Chrystèle Khodr, l’ordalie de la mémoire et du pouvoir

Dans sa nouvelle pièce, présentée début mai à Paris, la dramaturge et metteuse en scène interroge la responsabilité de sa génération née durant la guerre civile dans l’effondrement actuel du pays.

Chrystèle Khodr, l’ordalie de la mémoire et du pouvoir

Les quatre comédiens interprétant leur propre rôle dans la dernière pièce de Chrystèle Khodr « Ordalie ». De gauche à droite : Roy Dib, Rodrigue Sleiman, Tarek Yaacoub et Élie Njeim. Photo Marie Clauzade

Individus désœuvrés, adultes contrariés, citoyens démunis, mâles en mal de virilité, les quatre personnages nés au Liban dans les années 1980 qui racontent leur présent et leurs souvenirs sur la scène de la Maison de la culture de Seine-Saint-Denis (MC93 Bobigny) en ce mois de mai incarnent les maux de toute une génération venue du Moyen-Orient et d’ailleurs. Face à eux, un public lui aussi quadragénaire, composé pour la plupart de Libanais, Syriens, ou franco-arabes, artistes ou amateurs d’art, regarde et écoute sa propre tragédie, comme dans un miroir.

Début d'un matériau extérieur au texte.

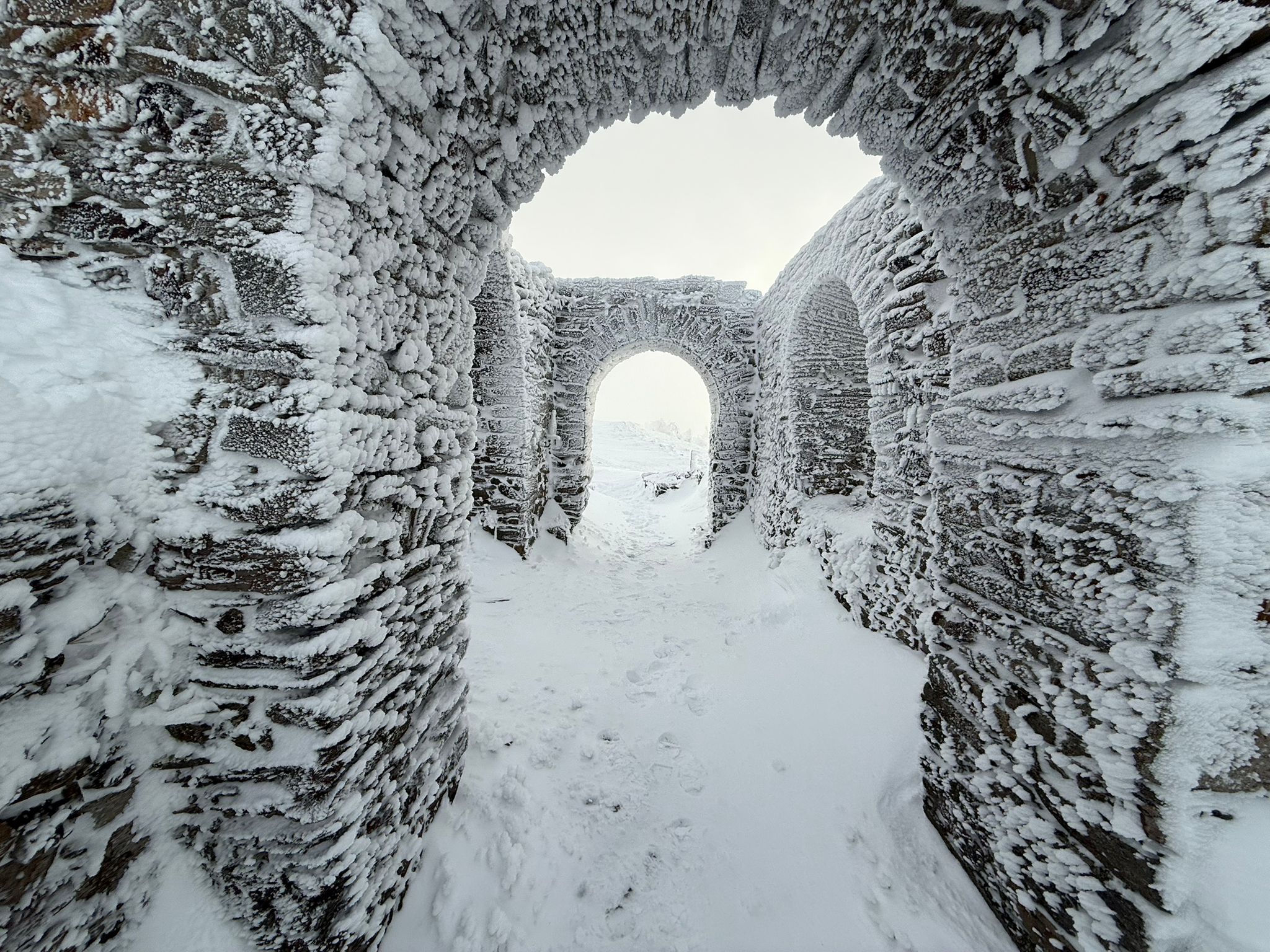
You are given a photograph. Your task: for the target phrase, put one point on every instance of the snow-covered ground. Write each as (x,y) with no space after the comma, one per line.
(678,748)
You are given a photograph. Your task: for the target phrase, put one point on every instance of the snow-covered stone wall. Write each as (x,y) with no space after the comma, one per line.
(708,323)
(868,283)
(296,203)
(513,389)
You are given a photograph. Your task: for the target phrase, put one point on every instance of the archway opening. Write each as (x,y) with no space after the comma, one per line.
(716,191)
(651,421)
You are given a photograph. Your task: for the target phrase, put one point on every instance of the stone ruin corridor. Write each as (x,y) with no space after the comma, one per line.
(234,566)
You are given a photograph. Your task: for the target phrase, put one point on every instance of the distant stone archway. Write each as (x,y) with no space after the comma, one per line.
(708,323)
(1070,293)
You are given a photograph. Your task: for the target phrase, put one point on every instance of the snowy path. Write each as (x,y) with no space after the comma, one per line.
(682,749)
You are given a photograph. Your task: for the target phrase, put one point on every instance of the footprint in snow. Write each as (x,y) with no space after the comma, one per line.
(687,770)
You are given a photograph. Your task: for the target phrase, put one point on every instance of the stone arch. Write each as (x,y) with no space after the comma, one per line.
(705,322)
(830,377)
(308,196)
(568,421)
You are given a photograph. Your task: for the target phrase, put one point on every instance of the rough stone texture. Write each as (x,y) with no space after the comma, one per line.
(512,384)
(869,276)
(308,193)
(708,323)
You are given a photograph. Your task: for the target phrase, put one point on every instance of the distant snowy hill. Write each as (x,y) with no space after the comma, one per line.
(629,446)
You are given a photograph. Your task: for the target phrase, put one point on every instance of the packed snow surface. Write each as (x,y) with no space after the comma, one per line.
(682,748)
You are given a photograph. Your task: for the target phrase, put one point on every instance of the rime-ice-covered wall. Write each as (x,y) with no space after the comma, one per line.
(871,277)
(295,203)
(708,323)
(513,391)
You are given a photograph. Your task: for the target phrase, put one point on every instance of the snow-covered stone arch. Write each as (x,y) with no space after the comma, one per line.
(305,197)
(708,323)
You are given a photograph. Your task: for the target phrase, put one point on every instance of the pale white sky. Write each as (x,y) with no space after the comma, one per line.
(723,192)
(655,386)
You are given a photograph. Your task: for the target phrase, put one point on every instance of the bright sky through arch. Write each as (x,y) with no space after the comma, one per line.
(721,191)
(655,386)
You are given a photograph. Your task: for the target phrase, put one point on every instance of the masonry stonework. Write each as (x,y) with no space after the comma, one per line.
(1062,295)
(708,323)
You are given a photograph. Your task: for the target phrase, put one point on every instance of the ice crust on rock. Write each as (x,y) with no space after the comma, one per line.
(1061,295)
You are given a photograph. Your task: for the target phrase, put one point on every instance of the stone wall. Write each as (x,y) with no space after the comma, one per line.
(887,302)
(306,196)
(708,323)
(512,380)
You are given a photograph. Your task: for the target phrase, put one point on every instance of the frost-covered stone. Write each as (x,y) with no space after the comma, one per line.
(262,619)
(708,323)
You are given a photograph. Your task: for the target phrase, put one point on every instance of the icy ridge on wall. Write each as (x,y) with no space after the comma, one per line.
(512,382)
(308,195)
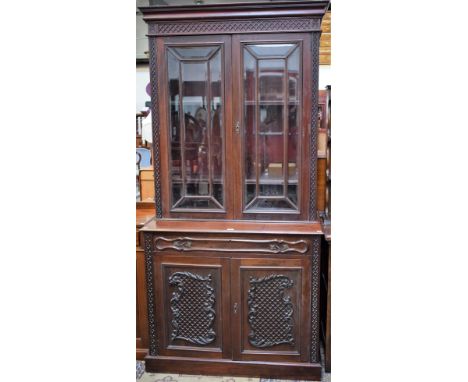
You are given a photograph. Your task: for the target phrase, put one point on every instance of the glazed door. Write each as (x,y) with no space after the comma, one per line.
(192,306)
(272,125)
(195,111)
(271,309)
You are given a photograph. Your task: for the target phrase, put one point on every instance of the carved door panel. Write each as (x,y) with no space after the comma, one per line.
(192,319)
(272,110)
(271,305)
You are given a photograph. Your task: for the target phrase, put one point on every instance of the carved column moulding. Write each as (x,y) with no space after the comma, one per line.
(155,127)
(313,131)
(270,311)
(189,244)
(192,306)
(153,341)
(314,328)
(291,24)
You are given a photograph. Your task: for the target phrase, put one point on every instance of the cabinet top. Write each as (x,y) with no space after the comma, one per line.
(236,10)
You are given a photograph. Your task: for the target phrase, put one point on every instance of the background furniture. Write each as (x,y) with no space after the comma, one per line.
(233,256)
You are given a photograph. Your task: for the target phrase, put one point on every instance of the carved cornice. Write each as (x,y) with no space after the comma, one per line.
(276,25)
(270,313)
(313,131)
(190,244)
(155,127)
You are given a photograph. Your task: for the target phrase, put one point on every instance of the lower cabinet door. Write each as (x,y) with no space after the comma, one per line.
(192,317)
(271,303)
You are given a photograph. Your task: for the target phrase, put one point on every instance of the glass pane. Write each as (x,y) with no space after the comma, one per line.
(216,113)
(197,142)
(271,126)
(280,50)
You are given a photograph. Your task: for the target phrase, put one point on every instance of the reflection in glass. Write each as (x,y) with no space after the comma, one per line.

Dans son nouvel opus Ordalie, comme dans ses précédentes pièces, Chrystèle Khodr aspire à parler avant tout des personnes – qu’elles soient sur scène ou dans le public –, et de ce qui nous réunit : l’amitié, l’espoir, le deuil, les rêves, les histoires tues, notre mémoire collective, notre imaginaire commun. Pour affronter l’amnésie et l’apathie générale en « passant à l’action », les comédiens s’entraînent à jouer quatre héros tirés de la pièce d’Ibsen Les Prétendants à la couronne  (1863) qui raconte un moment de l’histoire norvégienne du Moyen Âge où ont triomphé la paix et l’unité.

Mise en abîme libératrice

« Je me sens tellement démunie que ma seule action passe par le théâtre, la fiction est une forme de résistance à la situation que l’on vit », confie la dramaturge quadragénaire dans un entretien avec L’Orient-Le Jour. L’action de sa dernière pièce se déroule pendant la nuit du 1er septembre 2020 qui marque le centenaire de la création du Grand Liban par la puissance mandataire française. Ce jour-là, le président français Emmanuel Macron est en visite au Liban, et l’ancien Premier ministre libanais Saad Hariri – démissionnaire à la suite d’une insurrection populaire – est reconduit dans ses fonctions. Les proches des victimes de l’explosion au port de Beyrouth, le 4 août 2020, manifestent quotidiennement, et la livre libanaise poursuit sa chute libre. Dans le quartier de Gemmayzé, à Beyrouth, les habitants ont pris l’habitude de se réunir chaque soir autour des ruines. Une rumeur folle persiste : des battements de cœur ont été détectés sous les gravats. Mais celle-ci sera bientôt démentie, laissant place à une immense déception populaire.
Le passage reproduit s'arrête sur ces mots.